Who Rules Your House?


1. Do you ever do things you don't want to do?
2. Which you is you?
3. If you don't want to do something, why do you do it?
4. Why don't you want to do it?
5. Can you discern who or what gets you to do it?
6. How do you feel when you do it?
7. Have you ever felt that feeling before?
8. Can you discern a pattern of events that leads up to it?
9. Would you like to stop that feeling from working?
10. It is possible, but there is no magic.

The process starts below.


Your Mind is Like a House

Unwanted thoughts are like unwanted free-loaders living in your house. How did they get into your mind? When did they come in? Where did they come from? No one was born thinking in English, but now that thoughts are dwelling in your mind, what are you going to do about them? As long as those intruding thoughts are in charge, you can't enjoy the privacy of your home (they are always intruding and telling you what to feel or do); you can't enjoy the peace and quiet (they are always yapping, nagging, whining, complaining); and you find it hard to invite in guests (thoughts you like) that you really want to spend time with.

But your mind is YOUR house and you CAN begin to take charge of it! You can begin to say "NO" when those intruding thoughts come to the door. For the intruders already in your mind, you can start starving them out. They get weak when they don't get fed (meaning get their own way). Show them that they are not the boss. You are not going to let them rule your life, your feelings, your actions. The more the intruders get their way, the stronger they become and the harder it is to stop them. Intruding thoughts are tricky, but you can learn their tricks and out-smart them.

You can start taking charge of your mind by separating the thoughts you want from the thoughts you don't want to spend time with. That is called discernment. Make a list: a "guest list" for the life-promoting thoughts and an "intruder list" for those thoughts that seem to rob you of your life, your energy, your time. Then, as situations arise, you begin to substitute the guests for the intruders. That means deciding you are NOT going to agree with the intruder, you are going to resist him by agreeing with a guest. Writing thoughts and feelings down is a powerful tool in this process. The intruders hate it.

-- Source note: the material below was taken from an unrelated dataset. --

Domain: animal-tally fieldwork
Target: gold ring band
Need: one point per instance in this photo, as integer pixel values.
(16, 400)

As with any skill, practice is a necessity. The more you practice your discernment and make choices to think life-promoting thoughts, the happier and healthier you can become. The intruders make you do, think, and feel things you don't really like. Don't agree with them. Talk back in your mind to them and let them know you are not their slave. It is much more than a game, it can be as important as life and death.

Learning to discern thoughts and effectively fight against them is a precious gift. You may want to make this training a priority and search out those that can teach you more in this area. This skill will not only help you mentally, but also physically, emotionally, in your relationships and spiritually. To expand your guest list, read the article Words We Need To Stop Stress

What is
Discernment?

Discernment is the ability to distinguish between that which produces health and that which produces illness. To discern means "to see, to understand, to detect, to identify as separate and distinct, to discriminate; a power to see what is not evident to the average mind; emphasizes accuracy, as in reading character, motives, etc."
-- Webster's Dictionary

Discernment Notebook

You will find it helpful to start a Discernment Notebook or journal. The concept is similar to that of a diary. Instead of "Dear Diary" it is "Dear Discernment." In this notebook you can keep track of when and why you go through the motions of doing certain things YOU don't want to do and what keeps YOU from doing the things that YOU do want to do.

Throughout your life, you will be adding areas of investigation. You will be looking for the cobwebs of stress--how one reaction leads to another which leads to another until you are caught in a whole cobweb of thoughts, emotions, and behaviors. As you discern the cobwebs , you can begin to loosen their connections. Simultaneously, you will be exploring ways to strengthen your network of healthy, life-promoting thoughts, feelings, and behaviors.

This is the most difficult job you will ever accept. The consequences are clear: chronic confusion leads to injury, illness, and death. Honest discernment leads to a healthy life full of happiness, peace, love, and assurance. The choices are yours.

Clarification: A notebook alone is not magic. You will also need the help of others who are further along in the discernment process than you are. They know what you are going through and can give you a hand to grab hold of as you climb. You can't do it alone!

You can only be conscious of one thought at a time. To capture a thought and learn a pattern of thoughts, you must keep notes like a doctor or a detective. Use your journal to write down thought patterns and feelings that rip you off.